I wish I was familiar with Bill C-4, but I'm not. That being said, I completely agree that there are concrete steps that can be taken with young people to ensure prevention, to ensure that they don't get to the next stage, which is organized crime. If you don't intervene when they're a young person, that's eventually where they'll evolve to.
I'm happy to say that there are a number of concrete steps we can take within the community that would lead to prevention. One of the things we've been able to do very successfully within the Malvern and Scarborough communities is to empower the neighbourhoods themselves. That old cliché, “it takes a village to raise a child”, is very, very true, especially within the context of the communities. As I mentioned before, there are so many fathers missing and so many single parents who are not able to cope.
Another thing you touched on was the organizations that are doing critical work. There's Tropicana, Hoodlinc Youth Organization, of course, and there's Operation Springboard. There are a number of organizations within the GTA that are doing critical work in terms of prevention.
The Safe Schools Act in Ontario has been referred to on a number of occasions as the gang recruitment act. We see young people coming through the system who are different from what teachers and school administrative staff are used to dealing with. They need different learning strategies. As these learning strategies are not available to school administration staff and to schools, these young people end up in the community disengaged from school.
We need to create alternative school models that specifically address the needs of young people coming out of at-risk, high-risk, communities. In terms of successes, we currently have a ROSE program—real opportunity for success in education—which is an alternative school model that's done in collaboration with the Toronto Catholic District School Board. We see major successes from this model. I'd say 9 out of every 10 kids who come through there are able to graduate from high school. As a matter of fact, the only time we lose young people in this school is to prison or death.

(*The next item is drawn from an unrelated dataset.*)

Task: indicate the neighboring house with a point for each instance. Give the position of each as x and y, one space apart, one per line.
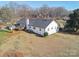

From my standpoint, there are a number of things that an individual or organization can do, on a daily basis, that can lead to the betterment of a young person's life and the prevention of them getting mixed up in the criminal justice system. These are simple things. You need to act like a parent, play a parental role, where you ensure that young people get a meal in the morning. I've seen young people in my neighbourhood who have gone entire school days without having a meal to eat. That's the simple act of providing a meal for them in the morning.
Providing structure has helped a lot of young people within my community who don't feel they can accomplish anything. The history of failure that they've gone through in their lives persists today. The can-do attitude is simply not there. They don't believe they can do anything positive.
You, as an individual or an organization, can get out there, help them get their driver's licence, get enrolled in school, help them if they have a case before the criminal justice system, help them get a lawyer to negotiate that legal process. It's the simple things. Ensure that there's a homework club and that they go to the homework club; ensure that there are recreational and social activities after school. Keep them off the streets, and keep them engaged in a positive way.